Para Marcelo Labanca, professor de Direito Constitucional da Universidade Católica de Pernambuco, a jurisprudência do Supremo se refere à Lei Complementar número 95, que é a legislação que determina como serão feitas novas leis. “A jurisprudência do STF que obriga a manter a organicidade daquilo o que está sendo proposto é em relação a uma lei infraconstitucional. O que a gente está discutindo é uma emenda à Constituição, que está uma hierarquia acima. Porque a Constituição vale muito mais do que qualquer lei infraconstitucional. As únicas coisas que uma emenda constitucional não podem alterar são as cláusulas pétreas, como a separação de poderes e o federalismo”, explica.

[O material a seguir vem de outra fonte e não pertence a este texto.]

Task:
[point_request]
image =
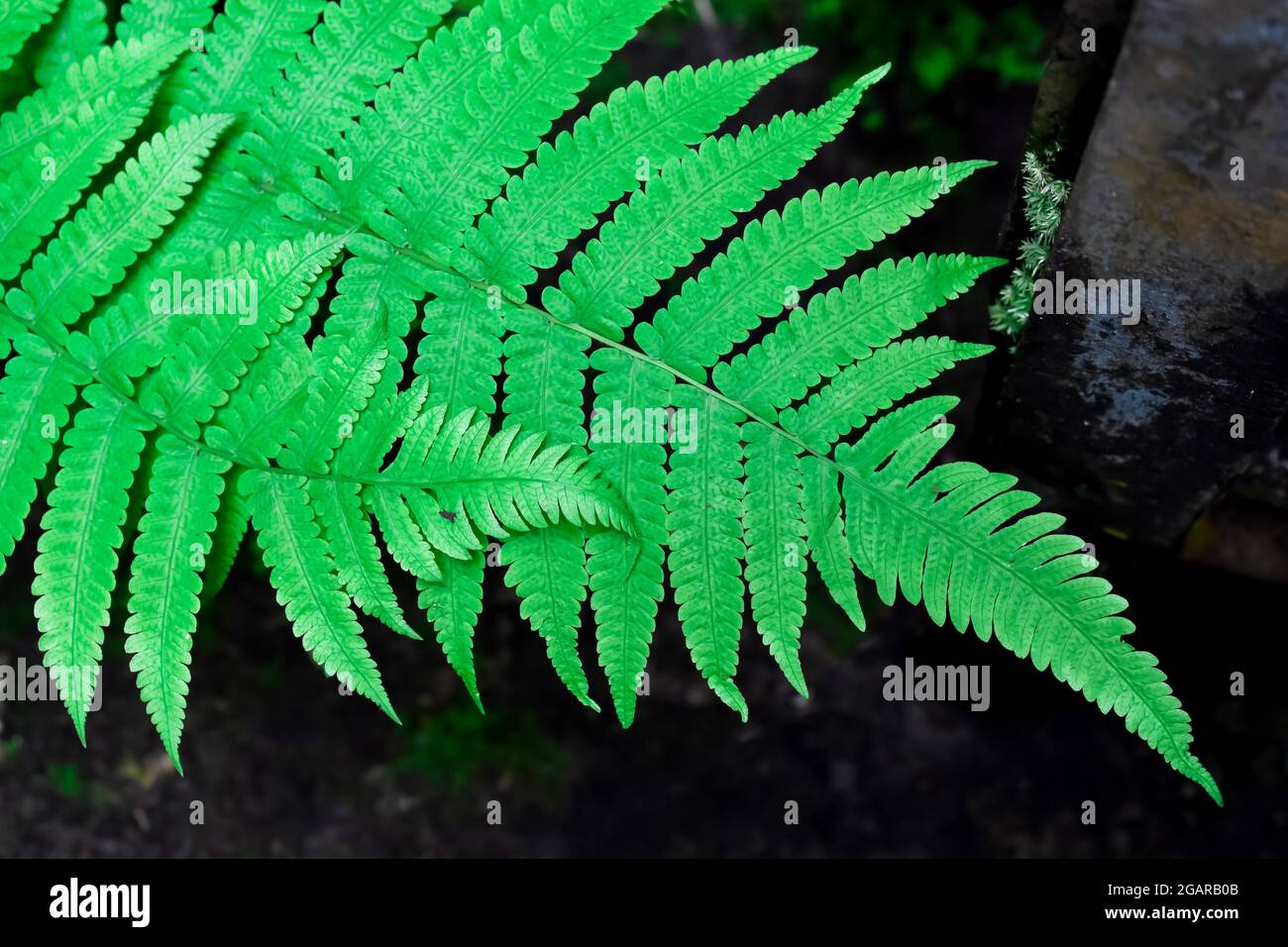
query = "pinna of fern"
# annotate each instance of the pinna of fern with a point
(385, 176)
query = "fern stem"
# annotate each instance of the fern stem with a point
(432, 262)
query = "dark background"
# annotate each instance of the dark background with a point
(283, 766)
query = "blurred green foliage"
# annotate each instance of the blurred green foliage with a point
(458, 745)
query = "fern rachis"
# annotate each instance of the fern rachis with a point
(438, 208)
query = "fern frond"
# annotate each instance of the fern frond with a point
(78, 30)
(571, 182)
(355, 51)
(47, 182)
(780, 257)
(872, 385)
(91, 250)
(250, 44)
(694, 201)
(970, 553)
(454, 604)
(384, 175)
(626, 571)
(18, 21)
(300, 569)
(35, 393)
(776, 547)
(704, 508)
(166, 577)
(824, 534)
(141, 17)
(81, 534)
(121, 67)
(541, 71)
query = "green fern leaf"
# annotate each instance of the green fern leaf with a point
(782, 256)
(301, 571)
(454, 604)
(842, 326)
(18, 21)
(89, 254)
(81, 534)
(872, 385)
(165, 579)
(35, 393)
(78, 30)
(960, 552)
(704, 505)
(389, 175)
(47, 182)
(824, 530)
(121, 67)
(776, 547)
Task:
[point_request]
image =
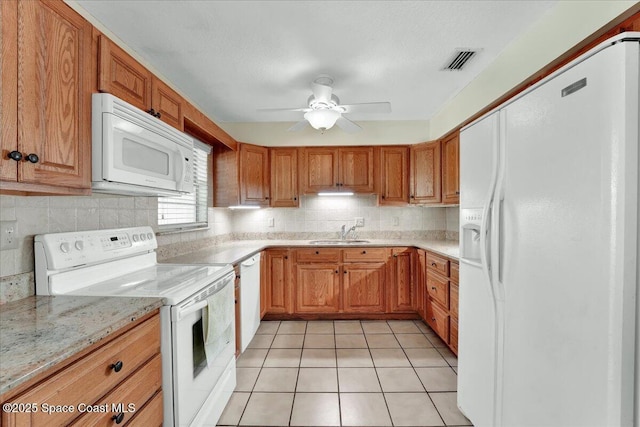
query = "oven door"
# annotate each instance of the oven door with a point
(133, 154)
(195, 377)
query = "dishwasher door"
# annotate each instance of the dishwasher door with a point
(249, 299)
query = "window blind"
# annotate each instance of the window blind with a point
(188, 210)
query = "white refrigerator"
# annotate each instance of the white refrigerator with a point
(548, 327)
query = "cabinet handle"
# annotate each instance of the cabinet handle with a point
(117, 367)
(15, 155)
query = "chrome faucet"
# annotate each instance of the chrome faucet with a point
(344, 231)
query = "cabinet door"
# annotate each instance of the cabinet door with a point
(394, 175)
(121, 75)
(54, 94)
(425, 173)
(8, 89)
(363, 286)
(254, 175)
(451, 169)
(168, 104)
(402, 292)
(284, 177)
(319, 169)
(356, 169)
(279, 286)
(317, 288)
(421, 282)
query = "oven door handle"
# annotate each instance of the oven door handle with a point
(179, 314)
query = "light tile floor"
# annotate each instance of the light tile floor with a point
(345, 373)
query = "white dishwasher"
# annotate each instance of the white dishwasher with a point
(249, 299)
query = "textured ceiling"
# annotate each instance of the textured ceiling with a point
(233, 57)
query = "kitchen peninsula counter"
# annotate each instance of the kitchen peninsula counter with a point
(39, 332)
(237, 251)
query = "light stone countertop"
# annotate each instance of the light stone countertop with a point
(237, 251)
(39, 332)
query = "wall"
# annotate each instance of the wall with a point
(321, 217)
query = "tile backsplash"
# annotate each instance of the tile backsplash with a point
(317, 216)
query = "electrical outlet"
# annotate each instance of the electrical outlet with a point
(8, 235)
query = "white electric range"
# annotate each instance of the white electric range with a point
(197, 379)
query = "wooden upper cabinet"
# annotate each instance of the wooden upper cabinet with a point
(284, 177)
(356, 169)
(121, 75)
(254, 175)
(319, 169)
(337, 169)
(451, 169)
(46, 98)
(167, 104)
(394, 176)
(425, 186)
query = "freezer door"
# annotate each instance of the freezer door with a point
(569, 247)
(477, 321)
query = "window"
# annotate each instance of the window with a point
(189, 210)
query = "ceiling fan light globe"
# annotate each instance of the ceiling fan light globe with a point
(322, 119)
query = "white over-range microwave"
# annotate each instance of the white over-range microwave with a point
(134, 153)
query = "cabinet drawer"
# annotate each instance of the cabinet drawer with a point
(453, 299)
(135, 391)
(150, 415)
(318, 255)
(365, 255)
(453, 335)
(438, 288)
(91, 377)
(454, 272)
(438, 319)
(438, 263)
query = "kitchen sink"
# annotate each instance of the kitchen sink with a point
(338, 242)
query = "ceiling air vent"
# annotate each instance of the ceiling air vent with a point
(460, 58)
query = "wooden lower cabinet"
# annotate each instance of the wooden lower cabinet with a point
(402, 284)
(279, 286)
(364, 287)
(317, 288)
(92, 380)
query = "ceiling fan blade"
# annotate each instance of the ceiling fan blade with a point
(347, 125)
(298, 126)
(265, 110)
(368, 107)
(321, 92)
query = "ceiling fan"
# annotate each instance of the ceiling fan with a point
(324, 109)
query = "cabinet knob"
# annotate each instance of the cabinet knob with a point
(118, 418)
(117, 367)
(15, 155)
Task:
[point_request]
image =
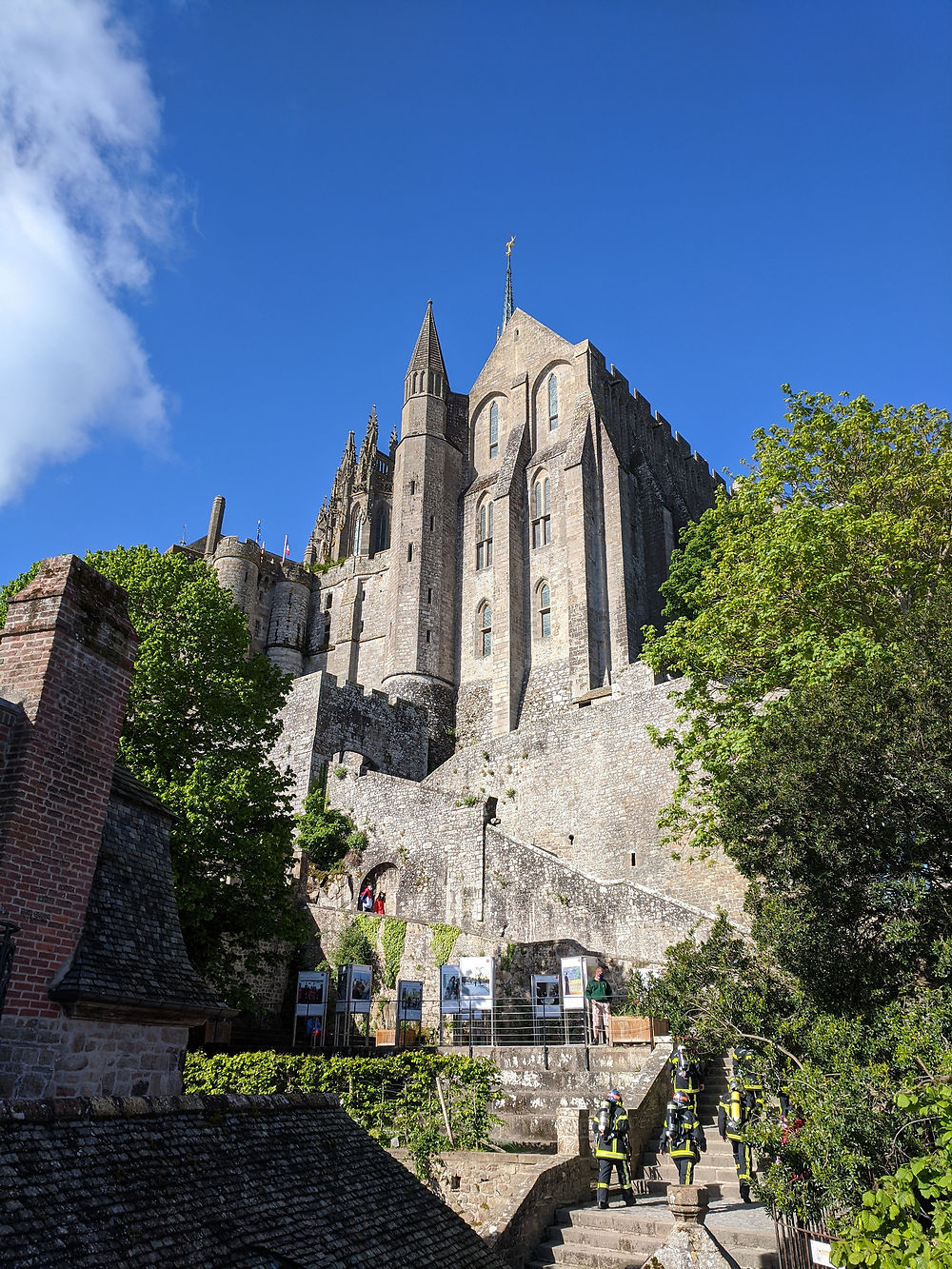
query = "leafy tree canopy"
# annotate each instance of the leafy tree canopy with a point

Ainda assim, o professor de Direito Constitucional João Paulo Allain Teixeira, da Universicade Católica e da Universidade Federal de Pernambuco, acha que esses pontos podem ser usados para que a reforma seja questionada no STF após a sua aprovação no Legislativo. “Como é um tema que altera direitos, acredito que a reforma vai ser questionada no STF. Hoje faz parte do jogo político essa dimensão. Quando um determinado grupo político não se sente satisfeito, quase sempre o Judiciário é a porta de entrada para continuar essas demandas”, lembra.